Hamilton, Bottas's teammate, started in eighth place after a grid penalty triggered by an unscheduled gearbox change and finished fourth.
Vettel now has 171 points to Hamilton's 151. Bottas is third overall on 136.
"I had a bit of deja-vu in the end from Russia," said Bottas, referring to his first Formula One win at Sochi in April when Vettel again almost reeled him in at the finish and also crossed the line 0.6 behind.
"At the beginning I could control the race but it was trickier towards the end."
Australian Daniel Ricciardo finished third for Red Bull, at a circuit owned by the energy drink brand, for his fifth successive podium finish with Hamilton pushing him hard to the chequered flag.
The victory from pole position was the second of the season and of his career for Bottas, who joined Mercedes in January as a replacement for retired 2016 world champion Nico Rosberg.
Apart from the closing laps, with Vettel reeling in the Mercedes in a nail-biting finish and Bottas looking anxiously in his mirrors as he wrestled with blistered tyres, the Finn's biggest scare came at the start.
Bottas reacted with split-second precision, his getaway so blindingly quick that Vettel alongside immediately questioned whether the Mercedes had jumped the lights. Stewards investigated and took no further action.
"I think that was the start of my life. I was really on it today," he said.
"I was pretty sure he jumped it," said Vettel, who felt he would have won with one more lap.
"How would you feel if you were just shy of half a second behind the winner? It was very close."

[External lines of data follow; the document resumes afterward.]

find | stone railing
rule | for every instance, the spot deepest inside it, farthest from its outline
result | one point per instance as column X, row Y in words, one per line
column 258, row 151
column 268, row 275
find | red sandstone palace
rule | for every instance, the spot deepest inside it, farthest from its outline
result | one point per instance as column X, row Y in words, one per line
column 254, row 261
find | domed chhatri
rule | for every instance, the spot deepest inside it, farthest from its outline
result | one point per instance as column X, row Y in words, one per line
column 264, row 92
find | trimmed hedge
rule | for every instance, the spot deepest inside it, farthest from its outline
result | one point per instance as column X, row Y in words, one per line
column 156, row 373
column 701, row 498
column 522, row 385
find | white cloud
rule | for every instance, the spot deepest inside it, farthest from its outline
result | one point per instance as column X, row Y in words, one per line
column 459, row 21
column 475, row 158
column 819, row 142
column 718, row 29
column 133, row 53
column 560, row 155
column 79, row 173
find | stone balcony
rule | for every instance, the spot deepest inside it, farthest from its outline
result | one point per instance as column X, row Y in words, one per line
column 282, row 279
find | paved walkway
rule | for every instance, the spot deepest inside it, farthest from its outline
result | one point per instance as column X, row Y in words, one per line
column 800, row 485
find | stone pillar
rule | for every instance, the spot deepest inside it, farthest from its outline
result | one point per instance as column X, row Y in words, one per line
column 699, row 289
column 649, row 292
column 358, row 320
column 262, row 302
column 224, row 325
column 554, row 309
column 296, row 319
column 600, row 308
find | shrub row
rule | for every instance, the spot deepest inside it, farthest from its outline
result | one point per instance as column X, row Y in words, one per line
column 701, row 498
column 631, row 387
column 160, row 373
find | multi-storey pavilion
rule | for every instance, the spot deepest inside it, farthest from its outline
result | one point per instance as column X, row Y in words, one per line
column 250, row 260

As Bottas led away, bits of bodywork went flying behind him in a three-car coming together that drew a groan from some 10,000 orange-shirted Dutch fans around the circuit as Ricciardo's teenage teammate Max Verstappen was shunted off.
It was the 19-year-old Dutch driver's fifth retirement of the season.
Ferrari's Kimi Raikkonen finished fifth with Frenchman Romain Grosjean sixth for Haas and Force India drivers Sergio Perez and Esteban Ocon following behind.
The Williams pairing of Felipe Massa and Lance Stroll completed the points places after starting 17th and 18th.
McLaren's Fernando Alonso joined Verstappen in retiring without completing a lap, the Spaniard hit from behind by Toro Rosso's Daniil Kvyat and pushed into the Dutch driver. Kvyat was given a drive-through penalty.